April 8, 2004
Psycho Remake
Bitter Cinema posts a defense of Gus Van Sant’s shot-for-shot remake of Psycho, which as we all know was attacked before, during, and after production, first for its pointlessness and then for its shittiness. (And also for its sacrelige at fucking with Hitchcock.) Defenders say the remake is a metacommentary on the original. Slippery…

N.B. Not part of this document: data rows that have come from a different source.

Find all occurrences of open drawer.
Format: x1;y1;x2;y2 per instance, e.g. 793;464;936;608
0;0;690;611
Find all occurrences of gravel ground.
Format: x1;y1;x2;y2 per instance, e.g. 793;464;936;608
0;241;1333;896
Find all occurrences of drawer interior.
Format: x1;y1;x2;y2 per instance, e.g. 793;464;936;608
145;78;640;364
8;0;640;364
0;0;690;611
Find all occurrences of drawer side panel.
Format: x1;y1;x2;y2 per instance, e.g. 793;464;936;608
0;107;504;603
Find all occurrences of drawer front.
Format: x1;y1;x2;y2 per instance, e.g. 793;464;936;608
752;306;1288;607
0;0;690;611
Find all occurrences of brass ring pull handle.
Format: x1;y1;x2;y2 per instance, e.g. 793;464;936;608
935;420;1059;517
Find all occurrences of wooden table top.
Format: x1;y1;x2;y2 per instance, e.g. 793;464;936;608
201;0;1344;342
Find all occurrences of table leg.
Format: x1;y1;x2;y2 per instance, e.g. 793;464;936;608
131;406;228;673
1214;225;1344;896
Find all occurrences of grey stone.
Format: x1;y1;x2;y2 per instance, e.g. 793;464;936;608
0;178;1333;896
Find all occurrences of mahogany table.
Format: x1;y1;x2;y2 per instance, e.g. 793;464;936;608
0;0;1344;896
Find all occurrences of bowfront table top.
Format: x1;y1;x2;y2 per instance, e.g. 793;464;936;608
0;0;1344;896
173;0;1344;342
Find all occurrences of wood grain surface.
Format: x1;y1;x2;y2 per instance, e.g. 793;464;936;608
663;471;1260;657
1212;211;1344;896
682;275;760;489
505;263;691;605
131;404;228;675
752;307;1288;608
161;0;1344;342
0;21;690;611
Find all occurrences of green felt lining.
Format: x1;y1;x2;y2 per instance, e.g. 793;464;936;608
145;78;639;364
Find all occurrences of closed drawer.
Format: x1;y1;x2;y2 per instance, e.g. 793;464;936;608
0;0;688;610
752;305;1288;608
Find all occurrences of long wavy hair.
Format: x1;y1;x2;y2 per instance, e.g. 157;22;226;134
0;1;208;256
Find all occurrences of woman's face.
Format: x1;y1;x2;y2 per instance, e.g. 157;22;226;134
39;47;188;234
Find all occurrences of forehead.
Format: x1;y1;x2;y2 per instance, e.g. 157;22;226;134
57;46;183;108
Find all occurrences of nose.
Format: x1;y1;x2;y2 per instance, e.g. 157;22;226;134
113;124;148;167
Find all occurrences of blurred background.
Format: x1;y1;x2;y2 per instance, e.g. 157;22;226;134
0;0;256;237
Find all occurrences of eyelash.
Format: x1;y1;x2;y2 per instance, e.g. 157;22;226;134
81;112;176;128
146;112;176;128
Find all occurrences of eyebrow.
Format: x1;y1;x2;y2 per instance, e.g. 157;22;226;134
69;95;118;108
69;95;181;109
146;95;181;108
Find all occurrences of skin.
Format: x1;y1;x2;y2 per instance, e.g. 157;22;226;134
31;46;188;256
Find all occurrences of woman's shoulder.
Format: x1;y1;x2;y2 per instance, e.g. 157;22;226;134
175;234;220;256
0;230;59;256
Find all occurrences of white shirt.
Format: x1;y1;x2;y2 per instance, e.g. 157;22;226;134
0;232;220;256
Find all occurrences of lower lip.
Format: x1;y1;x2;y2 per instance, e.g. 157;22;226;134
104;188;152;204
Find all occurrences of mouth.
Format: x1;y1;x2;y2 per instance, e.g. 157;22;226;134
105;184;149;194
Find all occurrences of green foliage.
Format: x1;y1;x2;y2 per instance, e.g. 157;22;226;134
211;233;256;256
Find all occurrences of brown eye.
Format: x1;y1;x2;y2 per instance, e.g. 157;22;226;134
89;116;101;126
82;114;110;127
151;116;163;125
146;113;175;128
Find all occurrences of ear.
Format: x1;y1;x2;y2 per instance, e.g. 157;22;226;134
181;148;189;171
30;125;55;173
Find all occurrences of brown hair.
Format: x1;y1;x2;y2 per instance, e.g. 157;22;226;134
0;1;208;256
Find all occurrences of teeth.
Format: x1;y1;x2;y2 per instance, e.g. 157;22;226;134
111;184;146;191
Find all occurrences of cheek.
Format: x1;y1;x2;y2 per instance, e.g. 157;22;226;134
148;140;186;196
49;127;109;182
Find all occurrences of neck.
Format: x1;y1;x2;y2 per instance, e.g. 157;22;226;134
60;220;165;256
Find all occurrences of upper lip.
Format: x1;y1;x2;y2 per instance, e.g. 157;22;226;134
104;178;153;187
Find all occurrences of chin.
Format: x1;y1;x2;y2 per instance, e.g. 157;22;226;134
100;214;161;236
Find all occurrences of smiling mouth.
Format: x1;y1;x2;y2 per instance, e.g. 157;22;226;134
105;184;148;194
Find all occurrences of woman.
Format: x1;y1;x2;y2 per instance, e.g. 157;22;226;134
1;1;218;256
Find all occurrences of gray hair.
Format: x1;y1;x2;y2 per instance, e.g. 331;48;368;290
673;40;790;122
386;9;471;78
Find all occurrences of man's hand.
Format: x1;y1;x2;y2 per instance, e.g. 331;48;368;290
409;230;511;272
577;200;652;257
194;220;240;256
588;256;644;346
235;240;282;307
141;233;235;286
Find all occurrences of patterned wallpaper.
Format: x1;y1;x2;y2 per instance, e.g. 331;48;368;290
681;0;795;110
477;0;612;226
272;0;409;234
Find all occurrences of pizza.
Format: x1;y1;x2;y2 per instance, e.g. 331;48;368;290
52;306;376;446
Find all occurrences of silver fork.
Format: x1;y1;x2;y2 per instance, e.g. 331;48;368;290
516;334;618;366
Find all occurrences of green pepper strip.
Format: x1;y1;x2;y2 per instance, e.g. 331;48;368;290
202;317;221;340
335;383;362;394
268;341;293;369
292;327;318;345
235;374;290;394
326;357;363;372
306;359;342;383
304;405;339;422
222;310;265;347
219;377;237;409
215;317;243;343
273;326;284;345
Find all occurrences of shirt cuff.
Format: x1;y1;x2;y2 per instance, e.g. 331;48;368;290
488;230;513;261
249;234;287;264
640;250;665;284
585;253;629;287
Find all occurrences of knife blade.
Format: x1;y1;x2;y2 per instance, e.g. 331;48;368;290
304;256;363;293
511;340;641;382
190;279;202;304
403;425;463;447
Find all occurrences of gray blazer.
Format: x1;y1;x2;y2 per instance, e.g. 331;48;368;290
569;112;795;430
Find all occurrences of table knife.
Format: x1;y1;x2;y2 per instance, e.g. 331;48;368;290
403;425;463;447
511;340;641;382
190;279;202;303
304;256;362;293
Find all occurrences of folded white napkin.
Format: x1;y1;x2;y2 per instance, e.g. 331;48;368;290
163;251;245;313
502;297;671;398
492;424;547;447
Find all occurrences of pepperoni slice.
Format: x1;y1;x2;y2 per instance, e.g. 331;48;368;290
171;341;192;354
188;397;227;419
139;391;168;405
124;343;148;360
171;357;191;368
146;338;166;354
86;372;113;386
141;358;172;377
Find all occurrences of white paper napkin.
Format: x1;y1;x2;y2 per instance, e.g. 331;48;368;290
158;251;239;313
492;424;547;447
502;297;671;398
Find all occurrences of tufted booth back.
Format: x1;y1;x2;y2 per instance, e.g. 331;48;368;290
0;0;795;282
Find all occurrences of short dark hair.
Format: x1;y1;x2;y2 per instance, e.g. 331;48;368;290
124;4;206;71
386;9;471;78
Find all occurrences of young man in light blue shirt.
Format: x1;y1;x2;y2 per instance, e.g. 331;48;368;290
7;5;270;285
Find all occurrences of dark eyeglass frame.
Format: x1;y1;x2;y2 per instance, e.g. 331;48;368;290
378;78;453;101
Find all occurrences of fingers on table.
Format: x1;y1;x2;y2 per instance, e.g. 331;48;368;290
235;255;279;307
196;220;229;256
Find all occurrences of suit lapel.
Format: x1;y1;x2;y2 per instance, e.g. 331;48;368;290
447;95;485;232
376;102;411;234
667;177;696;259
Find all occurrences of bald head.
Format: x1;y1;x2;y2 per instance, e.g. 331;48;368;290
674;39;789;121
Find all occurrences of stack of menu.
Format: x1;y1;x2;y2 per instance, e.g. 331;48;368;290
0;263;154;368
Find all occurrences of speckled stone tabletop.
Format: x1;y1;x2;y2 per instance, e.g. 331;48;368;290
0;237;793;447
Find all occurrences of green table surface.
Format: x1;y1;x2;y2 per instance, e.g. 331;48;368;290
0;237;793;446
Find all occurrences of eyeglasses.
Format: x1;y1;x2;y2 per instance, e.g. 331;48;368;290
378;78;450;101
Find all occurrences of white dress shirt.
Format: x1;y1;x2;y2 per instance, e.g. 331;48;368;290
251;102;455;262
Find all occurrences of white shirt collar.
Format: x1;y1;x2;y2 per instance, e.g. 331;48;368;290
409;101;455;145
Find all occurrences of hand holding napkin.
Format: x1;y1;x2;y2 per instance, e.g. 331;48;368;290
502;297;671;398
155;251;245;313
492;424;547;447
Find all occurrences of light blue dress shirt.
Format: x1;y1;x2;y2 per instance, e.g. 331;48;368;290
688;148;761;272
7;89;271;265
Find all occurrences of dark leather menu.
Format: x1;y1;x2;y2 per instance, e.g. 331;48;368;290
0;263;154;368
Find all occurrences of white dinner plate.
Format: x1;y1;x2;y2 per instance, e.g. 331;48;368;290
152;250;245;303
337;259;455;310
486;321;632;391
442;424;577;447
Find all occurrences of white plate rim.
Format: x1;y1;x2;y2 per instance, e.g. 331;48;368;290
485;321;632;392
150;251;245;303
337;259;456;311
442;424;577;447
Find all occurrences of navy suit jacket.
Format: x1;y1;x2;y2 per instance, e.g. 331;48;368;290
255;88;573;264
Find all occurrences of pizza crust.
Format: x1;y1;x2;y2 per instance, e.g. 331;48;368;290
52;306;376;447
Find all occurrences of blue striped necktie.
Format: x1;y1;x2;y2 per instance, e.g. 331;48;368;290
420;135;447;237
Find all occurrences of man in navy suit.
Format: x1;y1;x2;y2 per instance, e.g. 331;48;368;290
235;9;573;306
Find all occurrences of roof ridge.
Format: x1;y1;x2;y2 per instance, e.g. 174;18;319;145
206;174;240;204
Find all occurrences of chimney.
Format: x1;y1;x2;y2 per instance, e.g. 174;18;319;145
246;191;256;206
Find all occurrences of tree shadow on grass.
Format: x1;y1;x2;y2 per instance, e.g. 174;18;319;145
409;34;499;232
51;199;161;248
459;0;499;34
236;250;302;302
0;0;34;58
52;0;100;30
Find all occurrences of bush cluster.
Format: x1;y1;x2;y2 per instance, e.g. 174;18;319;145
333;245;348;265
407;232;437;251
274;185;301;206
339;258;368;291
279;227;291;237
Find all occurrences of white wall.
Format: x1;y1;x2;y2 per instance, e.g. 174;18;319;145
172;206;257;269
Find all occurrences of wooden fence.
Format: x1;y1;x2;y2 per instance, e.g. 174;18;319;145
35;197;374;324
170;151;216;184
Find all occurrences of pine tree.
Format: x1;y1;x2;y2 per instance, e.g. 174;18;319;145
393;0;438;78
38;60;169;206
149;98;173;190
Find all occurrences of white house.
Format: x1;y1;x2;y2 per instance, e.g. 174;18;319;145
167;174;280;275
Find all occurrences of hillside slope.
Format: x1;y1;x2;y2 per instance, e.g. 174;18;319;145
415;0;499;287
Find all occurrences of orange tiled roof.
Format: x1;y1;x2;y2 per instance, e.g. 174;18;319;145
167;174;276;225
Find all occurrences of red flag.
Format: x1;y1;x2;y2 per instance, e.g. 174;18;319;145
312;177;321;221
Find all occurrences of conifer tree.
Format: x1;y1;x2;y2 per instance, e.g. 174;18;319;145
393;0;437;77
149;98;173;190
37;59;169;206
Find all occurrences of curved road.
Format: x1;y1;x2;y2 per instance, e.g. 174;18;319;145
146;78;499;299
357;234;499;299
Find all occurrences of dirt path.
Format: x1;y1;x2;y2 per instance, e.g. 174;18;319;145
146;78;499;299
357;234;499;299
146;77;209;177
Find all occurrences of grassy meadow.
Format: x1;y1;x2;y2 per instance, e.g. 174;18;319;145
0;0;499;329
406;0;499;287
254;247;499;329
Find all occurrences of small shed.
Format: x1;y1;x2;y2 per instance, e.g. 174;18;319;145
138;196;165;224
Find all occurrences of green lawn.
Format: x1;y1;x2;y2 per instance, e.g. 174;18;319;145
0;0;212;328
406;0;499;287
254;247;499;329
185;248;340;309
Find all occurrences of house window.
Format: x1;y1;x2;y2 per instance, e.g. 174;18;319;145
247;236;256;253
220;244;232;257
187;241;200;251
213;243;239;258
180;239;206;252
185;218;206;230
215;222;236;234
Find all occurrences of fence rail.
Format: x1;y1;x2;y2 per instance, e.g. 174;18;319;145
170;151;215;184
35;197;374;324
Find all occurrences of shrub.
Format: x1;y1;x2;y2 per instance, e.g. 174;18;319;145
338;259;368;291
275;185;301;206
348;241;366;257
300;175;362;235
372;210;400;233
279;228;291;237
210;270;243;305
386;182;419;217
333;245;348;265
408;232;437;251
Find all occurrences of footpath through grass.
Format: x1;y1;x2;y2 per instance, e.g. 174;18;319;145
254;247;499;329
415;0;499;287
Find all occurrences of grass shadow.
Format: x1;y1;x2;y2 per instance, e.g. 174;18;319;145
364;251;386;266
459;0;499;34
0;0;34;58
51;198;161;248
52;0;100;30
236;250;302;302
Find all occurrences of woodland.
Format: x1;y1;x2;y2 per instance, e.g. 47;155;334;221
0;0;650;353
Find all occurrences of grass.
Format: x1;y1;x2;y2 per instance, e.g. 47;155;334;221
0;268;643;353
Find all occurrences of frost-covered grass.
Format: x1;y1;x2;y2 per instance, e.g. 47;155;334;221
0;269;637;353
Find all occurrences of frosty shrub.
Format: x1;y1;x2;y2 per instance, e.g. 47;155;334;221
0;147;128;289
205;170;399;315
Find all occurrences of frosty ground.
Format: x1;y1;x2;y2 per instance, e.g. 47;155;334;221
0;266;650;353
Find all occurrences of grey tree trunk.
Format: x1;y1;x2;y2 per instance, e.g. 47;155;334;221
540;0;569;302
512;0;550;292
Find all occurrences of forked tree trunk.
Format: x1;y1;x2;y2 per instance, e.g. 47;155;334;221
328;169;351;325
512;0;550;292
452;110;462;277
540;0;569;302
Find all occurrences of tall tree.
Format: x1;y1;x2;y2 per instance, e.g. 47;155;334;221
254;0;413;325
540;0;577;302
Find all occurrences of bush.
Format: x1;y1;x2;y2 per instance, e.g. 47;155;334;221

But while I’m definitely not a fan of the film, I’m also not offended by the remake, nor am I terribly horrified by his desire to remake it. Sometimes if I am deeply affected by someone’s poem or some other piece of writing, I’ll write it out longhand, just to get inside it, to feel what it’s like to write those words from my own hand. I have a feeling that, deep down, this is at the base of Van Sant’s remake–to get inside those famous shots. And I can’t question that motive at all. It’s just that in film, such an egocentric exercise costs millions of dollars and is done in the public eye, rather than costing $.89 for a paper-mate pen and a sheet of paper. It would be like me trying to publish my scribblings on notepaper of someone else’s poems. Now there’s a book idea–a collection of other people’s poems I love, written in my handwriting. Well, maybe not mine. But if Billy Collins wrote out longhand a bunch of other people’s poems he loved and published it, do you think people would buy it? Of course. And would they say it was stupid? Of course.
Filed by cynthia rockwell at 3:46 pm under Uncategorized
2 Comments
why did he spend millions of dollars instead of 89 cents? because he could.
indeed. and if i could publish and mass-market a book of my handwritten copies of other people’s poems, i would.